Extracts fm OCBC Report dated 31-Oct-05,

Better interest income and loan growth

In line set of 3Q05 earnings. DBS posted 3Q05 net earnings of S$446m, in line with our expectation of S$448m but below market expectation of S$460m as polled by Reuters. For 9-mth, total earnings came in at S$1299m, down 22% YoY. However, stripping off last year’s non-recurring items, net earnings would have been up 11%.

On the back of improving customer loans and margins, its net interest income increased 12% YoY or 5% QoQ to S$728m. Customer loans grew 17% YoY to S$78.8b at end Sep 2005. Loan-to-deposit ratio came in at 69%. This is also an improvement over 63% a year ago and 68% in June 2005. Net interest margins improved from 1.85% in 3Q04 to 1.87% by 3Q05. For 9M, net interest margins was fairly stable at 1.82%.

Fee income grew 6% to S$266m in 3Q05. Growth came from investment banking, asset management, stockbroking and credit card fees. However, sales of wealth management products fell from S$2.55b to S$2.04b in 3Q05. This led to a 19% drop in contribution to S$34m. Total non interest income declined 21% YoY and 12% QoQ to S$351m, resulting in a 1.7% YoY drop in total income to S$1098m. Operating expenses rose 5% YoY or 6% QoQ to S$529m. As a result, cost-to-income ratio increased from 46% to 49%. Non-performing loan ratio showed further improvement, down from 2.6% a year ago to 2.0%.

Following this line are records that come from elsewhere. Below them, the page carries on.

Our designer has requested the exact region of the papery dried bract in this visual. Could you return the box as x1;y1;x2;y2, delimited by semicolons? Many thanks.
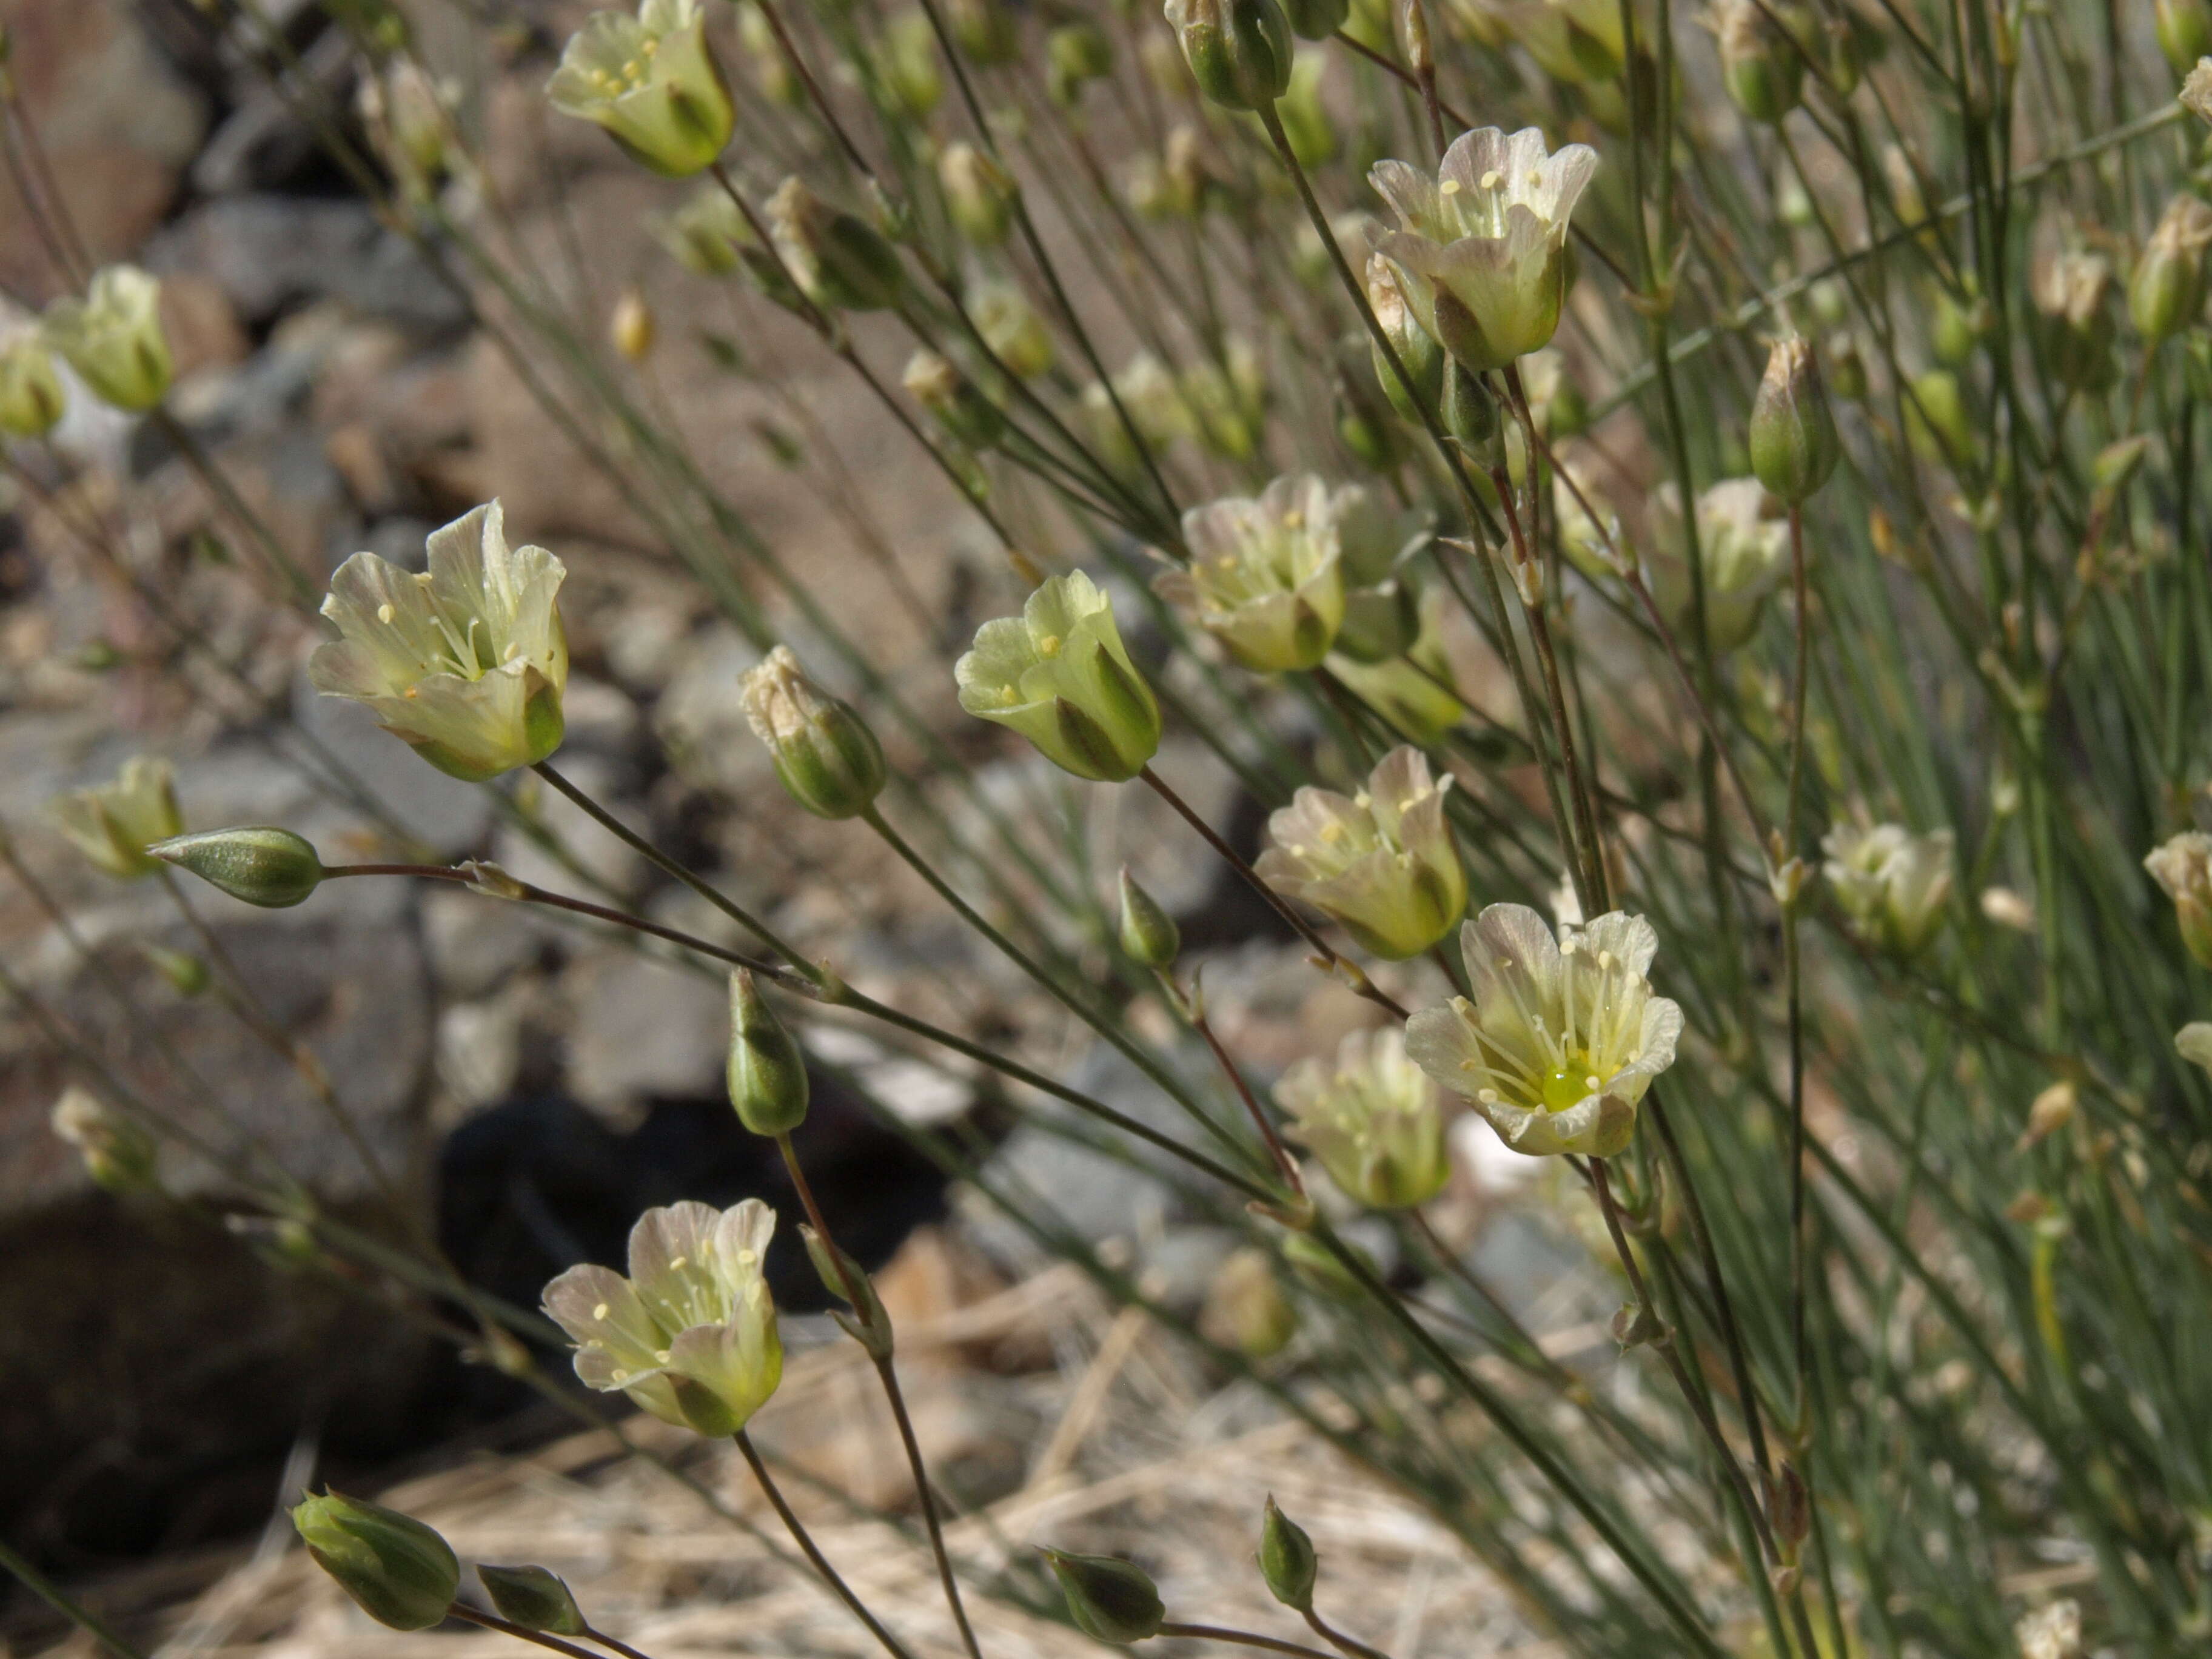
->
542;1198;785;1436
1254;745;1466;958
1406;903;1683;1158
309;503;569;782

Maintained quarterly DPS of 15 cents. For 3Q05, management declared a 15 cents dividend, same amount as 2Q05. Dividend will be payable on 28 Nov 2005 and shares will be quoted ex-dividend on 11 Nov 2005. This is line with management’s policy to pay a progressive and sustainable amount of dividend.

Retaining full year estimate of S$1800m. As the 3Q05 results were fairly in line with our expectation, we are retaining our full year earnings of S$1800.4m. At current price of S$15.30, valuations for the stock remain reasonably attractive and we retain our BUY rating and fair value of S$17.70. Based on 56 cents for the full year, gross yield is 3.7%.